Peggy: Great advice. Another thing that I highly recommend is to find a mentor. That’s really what my Chairman was to me. Men worry about mentoring women – is it sexual, is it favouritism?

But I think it’s really important and it’s how a lot of men learn the softer, more political aspects of business.

How do you see the role of women in business?

Peggy: There were about 66 of us in my class and fewer than ten were women.

Nisha: Well, that’s one thing that has definitely changed. The course is now 30% women and next year it will be even more. They’re really pushing.

Peggy: That’s really positive. When it comes to women in business, I think the problem is that, in order to get to a top position, you have to put in a lot of effort and a lot of hours. I had four boys and I worked very hard, but as an entrepreneur I could decide when to be at the factory and when to be at home. I could say, “I’m taking a day off to go to the boys’ sports game,” and nobody would question it. You can’t do that if you work in an investment bank.

Nisha: That’s true. I have an inspiring story about my mother, who worked for Air India.Women were forced to retire when they got married or turned 30, while the men could work till 58. She went all the way to the High Court to fight that discrimination and she eventually retired at 58, the same age as my father. I think for women today the strides have already been so large and now we need to eradicate some of the nuanced behaviours that are holding women back.

Peggy: There are a lot of statistics to show that women on boards have a positive effect on the bottom line, and I have no reason to disbelieve that.

But I think the problem is that if you have quotas for women, people will think you’re there because you’re filling a quota. Then you can be dismissed as “Oh well, she’s the woman.”

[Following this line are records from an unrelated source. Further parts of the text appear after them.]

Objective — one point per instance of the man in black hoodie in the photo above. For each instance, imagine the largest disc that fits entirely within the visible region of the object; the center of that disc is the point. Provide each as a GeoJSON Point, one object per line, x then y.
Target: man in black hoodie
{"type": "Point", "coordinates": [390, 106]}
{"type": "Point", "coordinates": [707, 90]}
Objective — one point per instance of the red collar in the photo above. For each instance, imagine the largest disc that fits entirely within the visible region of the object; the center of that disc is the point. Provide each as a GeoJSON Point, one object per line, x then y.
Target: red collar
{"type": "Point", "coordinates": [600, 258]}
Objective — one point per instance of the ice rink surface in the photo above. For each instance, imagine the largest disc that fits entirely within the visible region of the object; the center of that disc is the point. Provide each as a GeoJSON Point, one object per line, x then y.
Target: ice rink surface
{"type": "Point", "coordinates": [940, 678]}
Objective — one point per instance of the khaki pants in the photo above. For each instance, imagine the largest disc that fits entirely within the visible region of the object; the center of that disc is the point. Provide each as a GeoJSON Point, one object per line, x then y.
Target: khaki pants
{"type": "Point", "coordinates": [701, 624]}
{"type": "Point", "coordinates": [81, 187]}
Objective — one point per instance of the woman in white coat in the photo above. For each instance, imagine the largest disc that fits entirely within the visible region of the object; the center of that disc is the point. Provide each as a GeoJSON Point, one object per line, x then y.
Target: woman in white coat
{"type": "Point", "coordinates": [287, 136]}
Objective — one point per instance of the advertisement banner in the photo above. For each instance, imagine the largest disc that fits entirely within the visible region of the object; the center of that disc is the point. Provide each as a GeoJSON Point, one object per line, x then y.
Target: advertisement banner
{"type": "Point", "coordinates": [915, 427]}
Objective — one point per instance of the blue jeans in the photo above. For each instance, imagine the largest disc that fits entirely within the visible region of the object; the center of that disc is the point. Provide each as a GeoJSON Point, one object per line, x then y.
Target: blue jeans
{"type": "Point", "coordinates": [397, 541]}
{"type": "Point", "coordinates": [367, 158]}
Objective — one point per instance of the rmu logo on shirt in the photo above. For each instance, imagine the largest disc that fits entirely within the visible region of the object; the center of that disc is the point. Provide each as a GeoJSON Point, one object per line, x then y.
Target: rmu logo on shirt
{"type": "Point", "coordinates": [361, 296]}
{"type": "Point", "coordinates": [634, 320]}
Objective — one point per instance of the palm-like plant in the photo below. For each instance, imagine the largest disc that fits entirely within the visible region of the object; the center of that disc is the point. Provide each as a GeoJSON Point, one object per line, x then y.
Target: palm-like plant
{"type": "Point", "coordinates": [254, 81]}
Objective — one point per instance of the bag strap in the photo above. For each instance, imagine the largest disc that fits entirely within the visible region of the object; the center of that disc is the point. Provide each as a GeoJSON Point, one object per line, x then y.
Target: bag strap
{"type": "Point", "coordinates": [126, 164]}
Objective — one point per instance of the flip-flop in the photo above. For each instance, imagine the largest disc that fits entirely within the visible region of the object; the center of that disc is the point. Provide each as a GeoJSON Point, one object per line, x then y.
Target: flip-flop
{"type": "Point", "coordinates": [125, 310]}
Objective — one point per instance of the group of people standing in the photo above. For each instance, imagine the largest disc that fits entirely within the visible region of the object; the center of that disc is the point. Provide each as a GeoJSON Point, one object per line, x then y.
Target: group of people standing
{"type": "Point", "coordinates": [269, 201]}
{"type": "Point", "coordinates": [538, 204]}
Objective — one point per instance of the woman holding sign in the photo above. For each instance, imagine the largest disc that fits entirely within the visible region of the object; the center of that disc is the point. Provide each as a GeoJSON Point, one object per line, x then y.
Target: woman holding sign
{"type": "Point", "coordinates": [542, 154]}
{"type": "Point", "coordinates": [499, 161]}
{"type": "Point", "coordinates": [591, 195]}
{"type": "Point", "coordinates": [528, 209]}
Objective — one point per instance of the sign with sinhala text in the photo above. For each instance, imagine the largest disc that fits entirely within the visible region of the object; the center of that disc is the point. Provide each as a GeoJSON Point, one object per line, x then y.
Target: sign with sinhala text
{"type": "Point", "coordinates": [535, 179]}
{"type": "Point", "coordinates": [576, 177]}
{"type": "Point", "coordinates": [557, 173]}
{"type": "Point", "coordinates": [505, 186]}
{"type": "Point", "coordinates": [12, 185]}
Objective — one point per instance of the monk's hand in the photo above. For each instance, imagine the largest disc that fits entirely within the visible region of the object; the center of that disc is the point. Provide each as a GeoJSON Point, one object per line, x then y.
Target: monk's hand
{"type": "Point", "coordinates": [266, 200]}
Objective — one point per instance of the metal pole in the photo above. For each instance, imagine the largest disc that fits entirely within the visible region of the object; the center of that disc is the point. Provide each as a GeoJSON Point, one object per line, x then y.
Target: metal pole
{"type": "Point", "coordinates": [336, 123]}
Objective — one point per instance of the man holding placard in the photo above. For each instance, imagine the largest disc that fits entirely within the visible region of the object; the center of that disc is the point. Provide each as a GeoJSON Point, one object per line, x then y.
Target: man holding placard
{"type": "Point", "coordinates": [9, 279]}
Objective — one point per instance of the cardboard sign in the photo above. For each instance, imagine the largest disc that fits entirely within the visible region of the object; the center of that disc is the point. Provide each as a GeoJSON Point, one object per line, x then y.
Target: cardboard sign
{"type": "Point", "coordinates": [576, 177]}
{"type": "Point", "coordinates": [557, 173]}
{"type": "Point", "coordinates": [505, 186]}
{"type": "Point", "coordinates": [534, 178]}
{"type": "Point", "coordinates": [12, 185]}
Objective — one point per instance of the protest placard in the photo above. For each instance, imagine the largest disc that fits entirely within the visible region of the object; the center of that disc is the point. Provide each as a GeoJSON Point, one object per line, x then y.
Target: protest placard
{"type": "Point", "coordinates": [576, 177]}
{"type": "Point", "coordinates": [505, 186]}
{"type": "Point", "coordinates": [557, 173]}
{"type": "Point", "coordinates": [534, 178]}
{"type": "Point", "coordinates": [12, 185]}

Nisha: I completely agree with Peggy. I don’t like the idea of quotas for women. With quotas, people often think, “Oh, you only got a seat at the table because you were filling a quota.” So women are then perceived differently. I don’t think that’s the right way to move the needle. I think of it as more organic. You need to change things by establishing equality across the board. I was fortunate enough to organise the School’s Women in Business Conference at the Bloomberg Auditorium this year. It is completely student driven. We started by finding speakers, basically by emailing very successful women who are good orators. We ended up with keynote speakers from a range of industries, who each gave a little bit of their life story and shared their experiences and expectations but spent most of the time tackling issues such as how you negotiate your salary when you first start. In the end we attracted 360 attendees, only 30% of whom were London Business School students so we really reached out into the professional community. I left at the end of the day knowing that I’d learned something and I was hoping that everyone else had too. I was so pleasantly surprised when I looked at the feedback: 80% of it was extremely glowing reviews.

What are you hope for the School's future?

Tony: I’m very aware I was enormously privileged to get this education, which was free at the time. After we left, my wife and I wanted to give something back to the School. I’m interested in entrepreneurship and we started off doing books about the developing world so we’ve always had an interest in those two areas. That’s why we’ve funded an entrepreneurship chair with an emphasis on the developing world. Rajesh Chandy has been in the post and he has a lot of really interesting ideas.

Peggy: This sort of initiative from Tony and Maureen is great for the School. The amount of money that supports universities in Europe is not enough to make them competitive with well-endowed American universities. So it’s no accident that the American universities often take the top spots. I think it’s very important to get the message across that, if you want a first-class world institution, it takes money and the more prestigious London Business School becomes, the more it reflects on alumni. I also have no doubt that education is the answer to every problem.

So to support the School is to support the world in a long, slow walk to improvement. I look forward to seeing the profound impact the School continues to have over the coming year.